The fourth seed, bidding to become the first British men's singles champion at Wimbledon for 75 years, looked edgy for long spells against the former world number three.
Carrying home hopes on his shoulders again on a day that saw the departure of the remaining British women, Murray delivered a mixture of the high quality and the ragged as he struggled to deal with the bald-headed Croat's weighty first serve.
Without ever looking totally at ease he eventually came through another testing encounter. However, he and the three big guns seeded above him, know he will need to find more aggression in his play and more control of his emotions if he is to go on and land the ultimate prize.
"It's still very intense, I felt like I played good tennis from the back of the court and moved well but I just need to serve better," Murray said in a televised interview.
The players had met six times previously and were level at three victories apiece, the Croat winning their most recent clash in Beijing last year.
Having the roof closed does make the atmosphere more akin to an indoor tournament but Murray, who has now played three full matches under it, including his first here on Monday, knows the conditions better than anyone.

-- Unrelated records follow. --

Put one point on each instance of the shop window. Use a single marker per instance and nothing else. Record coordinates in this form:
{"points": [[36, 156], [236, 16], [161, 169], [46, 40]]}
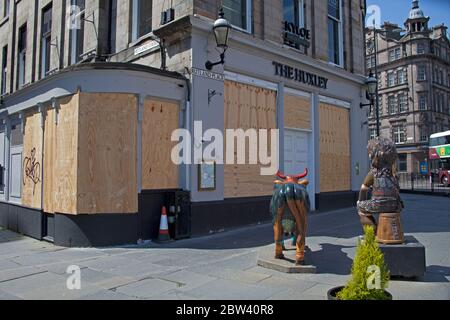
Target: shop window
{"points": [[335, 32], [238, 13], [402, 164], [142, 18], [399, 134], [46, 41], [22, 53], [77, 30], [392, 105]]}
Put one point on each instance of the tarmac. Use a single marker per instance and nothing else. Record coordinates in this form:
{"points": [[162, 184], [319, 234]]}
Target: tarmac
{"points": [[223, 266]]}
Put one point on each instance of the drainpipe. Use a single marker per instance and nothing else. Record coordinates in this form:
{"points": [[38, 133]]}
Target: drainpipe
{"points": [[7, 155], [41, 110]]}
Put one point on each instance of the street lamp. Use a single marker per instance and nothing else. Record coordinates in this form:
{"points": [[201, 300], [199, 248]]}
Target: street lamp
{"points": [[221, 31]]}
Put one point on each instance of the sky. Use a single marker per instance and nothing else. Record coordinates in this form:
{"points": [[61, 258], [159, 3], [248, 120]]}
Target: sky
{"points": [[396, 11]]}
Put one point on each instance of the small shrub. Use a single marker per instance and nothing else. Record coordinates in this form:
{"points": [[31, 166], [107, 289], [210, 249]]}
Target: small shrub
{"points": [[367, 254]]}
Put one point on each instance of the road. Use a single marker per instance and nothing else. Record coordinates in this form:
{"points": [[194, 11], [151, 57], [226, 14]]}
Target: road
{"points": [[222, 266]]}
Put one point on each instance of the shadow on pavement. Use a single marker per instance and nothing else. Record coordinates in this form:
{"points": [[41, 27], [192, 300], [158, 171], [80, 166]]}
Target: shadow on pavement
{"points": [[331, 259]]}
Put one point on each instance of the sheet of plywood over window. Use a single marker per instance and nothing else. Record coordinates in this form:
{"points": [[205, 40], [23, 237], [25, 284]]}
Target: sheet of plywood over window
{"points": [[248, 107], [334, 148], [61, 156], [32, 160], [297, 112], [107, 153], [159, 120]]}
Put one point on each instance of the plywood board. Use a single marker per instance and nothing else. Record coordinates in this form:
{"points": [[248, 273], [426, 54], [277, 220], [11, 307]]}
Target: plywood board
{"points": [[60, 157], [335, 174], [107, 154], [297, 112], [248, 107], [32, 160], [160, 119]]}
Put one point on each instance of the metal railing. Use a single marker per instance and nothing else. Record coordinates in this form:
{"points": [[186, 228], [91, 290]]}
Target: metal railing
{"points": [[421, 183]]}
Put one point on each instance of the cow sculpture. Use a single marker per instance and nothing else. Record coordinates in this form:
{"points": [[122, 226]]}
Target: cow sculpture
{"points": [[289, 207]]}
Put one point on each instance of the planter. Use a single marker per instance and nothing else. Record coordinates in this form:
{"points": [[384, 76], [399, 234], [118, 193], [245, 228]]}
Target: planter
{"points": [[334, 291]]}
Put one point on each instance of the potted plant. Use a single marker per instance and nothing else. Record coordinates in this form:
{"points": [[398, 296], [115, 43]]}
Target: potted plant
{"points": [[370, 275]]}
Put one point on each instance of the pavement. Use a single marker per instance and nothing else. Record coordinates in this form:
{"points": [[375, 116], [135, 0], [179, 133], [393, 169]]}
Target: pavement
{"points": [[222, 266]]}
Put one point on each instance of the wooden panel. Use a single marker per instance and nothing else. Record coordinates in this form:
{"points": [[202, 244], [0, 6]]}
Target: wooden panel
{"points": [[297, 112], [335, 174], [248, 107], [107, 154], [32, 161], [60, 157], [160, 119]]}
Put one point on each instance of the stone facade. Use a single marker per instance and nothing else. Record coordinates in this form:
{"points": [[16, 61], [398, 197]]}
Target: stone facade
{"points": [[414, 85], [266, 24]]}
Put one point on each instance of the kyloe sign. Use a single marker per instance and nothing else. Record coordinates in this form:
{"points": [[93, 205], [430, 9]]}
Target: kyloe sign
{"points": [[299, 75], [295, 35]]}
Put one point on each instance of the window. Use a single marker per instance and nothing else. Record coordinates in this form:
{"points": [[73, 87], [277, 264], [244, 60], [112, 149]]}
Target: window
{"points": [[420, 49], [402, 164], [398, 134], [6, 4], [371, 62], [238, 13], [142, 18], [391, 79], [423, 133], [77, 31], [422, 102], [334, 32], [403, 103], [398, 53], [46, 31], [293, 11], [15, 160], [392, 105], [421, 74], [112, 25], [22, 53], [401, 77], [4, 68]]}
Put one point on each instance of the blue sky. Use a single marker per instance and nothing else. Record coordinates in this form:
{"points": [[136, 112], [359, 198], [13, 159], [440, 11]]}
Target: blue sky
{"points": [[396, 11]]}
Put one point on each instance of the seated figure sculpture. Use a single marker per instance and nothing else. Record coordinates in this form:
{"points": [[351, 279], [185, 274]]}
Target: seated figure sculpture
{"points": [[385, 198], [289, 207]]}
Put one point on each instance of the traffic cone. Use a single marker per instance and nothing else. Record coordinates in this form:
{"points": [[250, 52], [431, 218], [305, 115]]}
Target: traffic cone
{"points": [[164, 235]]}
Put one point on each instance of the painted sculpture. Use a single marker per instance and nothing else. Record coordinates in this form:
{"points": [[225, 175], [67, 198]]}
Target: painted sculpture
{"points": [[289, 207], [385, 199]]}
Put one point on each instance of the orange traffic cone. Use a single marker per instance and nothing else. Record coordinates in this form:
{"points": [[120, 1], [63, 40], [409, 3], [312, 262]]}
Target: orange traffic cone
{"points": [[164, 235]]}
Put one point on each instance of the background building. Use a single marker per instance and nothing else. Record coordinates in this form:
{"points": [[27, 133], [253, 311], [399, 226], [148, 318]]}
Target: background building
{"points": [[414, 85], [296, 65]]}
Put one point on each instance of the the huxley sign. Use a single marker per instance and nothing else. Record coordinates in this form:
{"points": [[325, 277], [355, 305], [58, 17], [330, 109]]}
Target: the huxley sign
{"points": [[295, 35], [298, 75]]}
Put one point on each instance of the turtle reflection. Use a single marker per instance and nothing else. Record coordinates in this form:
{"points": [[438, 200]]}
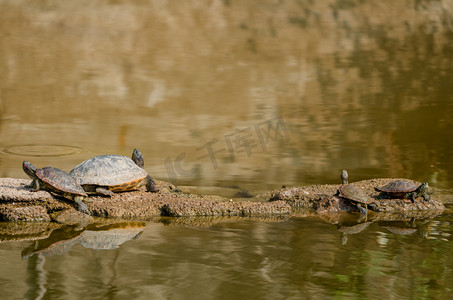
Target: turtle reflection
{"points": [[351, 229], [95, 236]]}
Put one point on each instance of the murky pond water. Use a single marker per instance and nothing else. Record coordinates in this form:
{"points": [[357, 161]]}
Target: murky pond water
{"points": [[231, 97]]}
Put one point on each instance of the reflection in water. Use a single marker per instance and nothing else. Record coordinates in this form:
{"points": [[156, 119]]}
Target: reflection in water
{"points": [[103, 237], [362, 85], [300, 257]]}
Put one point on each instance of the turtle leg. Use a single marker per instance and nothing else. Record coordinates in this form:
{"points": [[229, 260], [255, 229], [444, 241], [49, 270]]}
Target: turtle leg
{"points": [[151, 184], [362, 209], [104, 192], [82, 207]]}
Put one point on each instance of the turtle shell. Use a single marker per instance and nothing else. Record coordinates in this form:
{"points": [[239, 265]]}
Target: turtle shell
{"points": [[59, 181], [119, 173], [354, 193], [398, 186]]}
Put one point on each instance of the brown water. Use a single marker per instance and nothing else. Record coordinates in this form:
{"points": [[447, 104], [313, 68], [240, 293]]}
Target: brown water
{"points": [[227, 97]]}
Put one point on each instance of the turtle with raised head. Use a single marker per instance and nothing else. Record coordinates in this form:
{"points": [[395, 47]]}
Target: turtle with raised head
{"points": [[344, 176], [404, 189], [357, 197], [56, 181], [106, 174]]}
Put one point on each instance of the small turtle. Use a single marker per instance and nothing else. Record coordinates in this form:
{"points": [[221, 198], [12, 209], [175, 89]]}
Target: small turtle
{"points": [[404, 189], [356, 196], [105, 174], [56, 181]]}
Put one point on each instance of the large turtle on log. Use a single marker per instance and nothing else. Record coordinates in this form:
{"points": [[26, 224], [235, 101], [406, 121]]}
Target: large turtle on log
{"points": [[56, 181], [106, 174], [404, 189]]}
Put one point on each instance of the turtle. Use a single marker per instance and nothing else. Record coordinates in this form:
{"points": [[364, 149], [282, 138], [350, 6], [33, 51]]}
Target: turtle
{"points": [[404, 189], [344, 176], [106, 174], [56, 181], [356, 196]]}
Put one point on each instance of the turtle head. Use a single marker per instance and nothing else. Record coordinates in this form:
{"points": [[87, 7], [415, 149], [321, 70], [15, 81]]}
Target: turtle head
{"points": [[29, 169], [137, 157], [344, 176]]}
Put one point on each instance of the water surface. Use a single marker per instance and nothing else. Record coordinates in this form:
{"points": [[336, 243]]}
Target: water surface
{"points": [[227, 97]]}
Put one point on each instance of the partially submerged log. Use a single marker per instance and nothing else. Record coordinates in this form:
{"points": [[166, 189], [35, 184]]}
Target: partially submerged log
{"points": [[19, 203]]}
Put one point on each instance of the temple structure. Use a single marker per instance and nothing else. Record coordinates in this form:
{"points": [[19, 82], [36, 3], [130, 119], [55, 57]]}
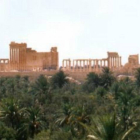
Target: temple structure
{"points": [[26, 59], [133, 59], [113, 61]]}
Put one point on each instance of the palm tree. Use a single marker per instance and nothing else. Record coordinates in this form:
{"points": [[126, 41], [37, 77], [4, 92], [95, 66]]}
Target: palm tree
{"points": [[107, 78], [33, 123], [137, 76], [11, 112], [58, 80], [106, 128]]}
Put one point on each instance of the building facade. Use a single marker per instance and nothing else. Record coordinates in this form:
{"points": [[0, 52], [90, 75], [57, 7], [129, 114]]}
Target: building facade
{"points": [[113, 61], [26, 59]]}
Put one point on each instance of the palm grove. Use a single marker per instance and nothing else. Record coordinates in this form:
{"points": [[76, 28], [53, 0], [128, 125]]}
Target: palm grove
{"points": [[101, 108]]}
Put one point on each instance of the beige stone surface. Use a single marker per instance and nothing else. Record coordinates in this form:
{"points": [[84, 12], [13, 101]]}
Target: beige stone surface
{"points": [[26, 59]]}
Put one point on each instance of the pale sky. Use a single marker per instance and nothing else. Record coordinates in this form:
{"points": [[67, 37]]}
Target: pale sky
{"points": [[79, 28]]}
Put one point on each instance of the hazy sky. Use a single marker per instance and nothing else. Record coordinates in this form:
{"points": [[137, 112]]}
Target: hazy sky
{"points": [[79, 28]]}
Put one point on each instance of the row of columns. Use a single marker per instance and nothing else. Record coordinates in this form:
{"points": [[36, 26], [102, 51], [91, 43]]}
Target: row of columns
{"points": [[17, 58], [85, 64], [114, 62]]}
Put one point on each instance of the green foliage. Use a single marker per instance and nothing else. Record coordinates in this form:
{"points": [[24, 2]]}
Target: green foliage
{"points": [[59, 80], [56, 109]]}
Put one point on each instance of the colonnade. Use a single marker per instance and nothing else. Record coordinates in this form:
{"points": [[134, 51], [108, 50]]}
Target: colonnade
{"points": [[84, 64], [114, 62], [17, 58]]}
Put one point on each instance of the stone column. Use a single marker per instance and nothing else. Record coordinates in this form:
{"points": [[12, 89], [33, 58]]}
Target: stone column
{"points": [[116, 62], [120, 61], [84, 65], [89, 65], [70, 64], [97, 65], [73, 66]]}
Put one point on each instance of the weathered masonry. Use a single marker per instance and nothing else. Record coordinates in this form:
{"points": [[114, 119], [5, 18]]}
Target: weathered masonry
{"points": [[26, 59], [113, 61]]}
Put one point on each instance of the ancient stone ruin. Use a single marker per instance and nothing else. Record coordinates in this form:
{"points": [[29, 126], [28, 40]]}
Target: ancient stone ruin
{"points": [[113, 61], [26, 59]]}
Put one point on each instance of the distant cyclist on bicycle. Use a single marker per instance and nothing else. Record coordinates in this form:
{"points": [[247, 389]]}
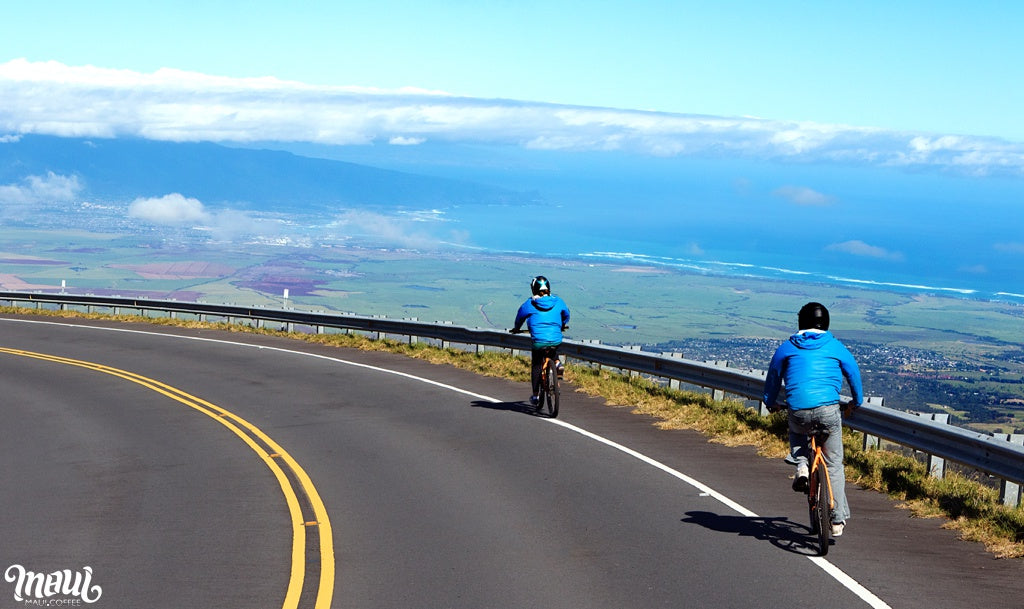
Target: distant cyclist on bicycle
{"points": [[545, 316], [812, 364]]}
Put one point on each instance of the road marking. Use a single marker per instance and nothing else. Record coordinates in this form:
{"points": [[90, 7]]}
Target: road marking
{"points": [[846, 580], [249, 434]]}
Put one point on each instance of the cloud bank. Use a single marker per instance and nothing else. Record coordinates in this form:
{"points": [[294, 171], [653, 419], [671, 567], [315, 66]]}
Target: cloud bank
{"points": [[175, 210], [859, 248], [169, 104]]}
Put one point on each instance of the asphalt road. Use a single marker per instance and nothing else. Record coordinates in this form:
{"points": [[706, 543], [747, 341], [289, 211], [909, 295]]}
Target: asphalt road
{"points": [[184, 467]]}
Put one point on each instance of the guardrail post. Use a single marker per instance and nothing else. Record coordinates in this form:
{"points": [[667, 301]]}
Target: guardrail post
{"points": [[1010, 492], [413, 339], [673, 383], [869, 440], [936, 465], [633, 374], [718, 394]]}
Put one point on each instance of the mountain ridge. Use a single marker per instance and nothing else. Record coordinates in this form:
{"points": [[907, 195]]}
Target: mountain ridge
{"points": [[124, 169]]}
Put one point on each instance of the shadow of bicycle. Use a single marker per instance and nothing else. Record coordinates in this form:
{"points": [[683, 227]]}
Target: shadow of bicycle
{"points": [[523, 407], [779, 531]]}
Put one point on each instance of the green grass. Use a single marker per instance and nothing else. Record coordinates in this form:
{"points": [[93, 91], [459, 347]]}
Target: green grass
{"points": [[968, 507]]}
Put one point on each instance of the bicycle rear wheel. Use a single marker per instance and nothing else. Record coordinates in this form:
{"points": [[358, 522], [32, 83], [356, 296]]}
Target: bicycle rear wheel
{"points": [[821, 514], [551, 389]]}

He looked off beam in the early stages on Friday, however, and Ljubicic, a former French Open semi-finalist, silenced the home crowd when he broke to love in the seventh game.
Murray, as so often before, seemed to need a scare to shake him into action and he duly roared back by winning the next three games in a row, two against serve, to chalk up the first set.
With all the other courts rained off, all eyes were on Murray - in Centre Court, on screens around the complex and live on prime-time TV.
But he made the fans suffer by delivering an appalling service game to open the second set as he beat himself into a frenzy of frustration, screaming at every error and drumming his racket into the innocent turf.
When he won the Queen's tournament two weeks ago Murray said he had benefitted from his new calm approach but there was little sign of it on Friday and his lack of control and some sustained hitting by Ljubicic gave the Croat the second set.
On Monday Murray lost the first set and was 3-3 in the second against Spaniard Daniel Gimeno-Traver but won 15 games in a row to quickly turn things round.
He was not quite so dominant this time but the third set was a one-sided affair that calmed him down and got the crowd firing again.
Ljubicic, 32-years-old and weighing in at 14 stone 7lbs (91kg), began to look weary and though he was still pounding down some heavy serves, Murray became more aggressive with his returns and duly broke in the fifth game.
Murray managed to lose his serve while serving for the match at 5-4 but went on to take the nervy, late-night tiebreak 7-4 and earn himself the weekend off.
"When I served for the match he swung and made it," Murray, who performed one of his now signature between the legs shots, said. "You'll have tough sets and you have to come through tough matches in grand slams and the matches are going to get tougher."